Developers now need more time to ship the same amount of features. Sometimes they have to wait for others to finish what they’re doing to finalise their feature. Some of the older members are nostalgic of the early days’ fast pace and have started dusting off their LinkedIn profile. Your co-founder is now telling you to hire managers and stop spending so much time coding. But is it the right thing to do? And what should these managers do?

When managers do their job right, they focus on one thing and one thing only: consistently reaching the team’s objectives by providing an environment where individual team members perform at their best. To do this job right, managers should spend significant time coaching and helping team members to improve as professionals. If there are too many people in the team, managers won’t spend enough time with team members and only perform superficial coaching. If there are too few people in the team, their value won’t be optimal. And if engineers are left without supervision, they will eventually stop getting feedback, meaning and career outlook, as Google painfully found out in 2001.

A framework for hiring engineering managers

There’s actually an ideal number of people a manager should have in their team: seven. Why seven? According to cognitive psychologist George A. Miller, the number of objects an average human can hold in short-term memory is 7 ± 2, also known as the magical number seven. Keeping the team small allows engineering managers to serve their team better. And since engineering management thinkers Will Larson and Michael Lopp agree, I’ve also adopted seven as the ideal team size number for the below framework.

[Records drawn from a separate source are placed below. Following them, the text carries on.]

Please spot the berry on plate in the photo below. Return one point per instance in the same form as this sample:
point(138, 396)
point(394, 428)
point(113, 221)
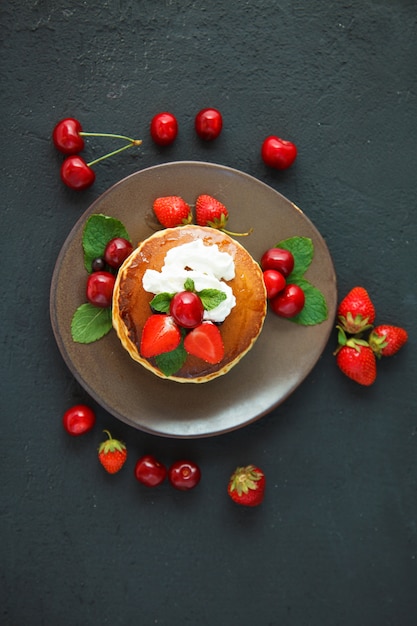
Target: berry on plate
point(112, 454)
point(211, 212)
point(99, 289)
point(357, 361)
point(205, 342)
point(289, 302)
point(247, 486)
point(160, 334)
point(356, 311)
point(386, 340)
point(172, 211)
point(278, 259)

1/ Between 1 and 5 developers, the CTO acts as a technical lead. They spend more than 50% of their time contributing to the code base and use the remaining time to coordinate with other developers and, when necessary, help them technically.

2/ Between 6 and 8 developers, the CTO should now act as an engineering manager and reduce their coding time to 20% or less. That means that the roadmap should be sized for the number of developers in the team, not accounting for the CTO who focuses on management activities (coaching, coordination, strategy). Ideally, by now, the CTO has started to delegate some of their old tech responsibilities to other tech leads (1 for 4 developers).

3/ Above 9 developers, the CTO should start creating new teams, led by either tech leads (if the team has less than 5 developers) or managers (if the team has 6 to 8 developers).

Small teams

The other advantage of creating small teams is to keep the startup mindset and agility within each team. There are many ways to start creating new teams, but Twilio’s CEO, Jeff Lawson, shares an excellent framework in his book, Ask your developer: Customer, Mission, and Metrics.

For a team to develop the intrinsic drive of a startup, they need organizing principles that articulate their purpose. I typically start by defining the customer they’re serving. This could be an external customer in the traditional sense, or it could be an internal customer they’re serving [...] Once you have a customer defined, then you define a mission [...] The mission statement should be accessible, easy to remember and articulate, and devoid of jargon so the team members actually believe it [...] Last, to measure progress against this mission, and to know if customers are being served by the team’s existence, they need measures of success.

When a team has a very clear customer, mission and set of metrics, they depend less on upper management (or other teams) to make decisions and are empowered to take initiatives within their scope.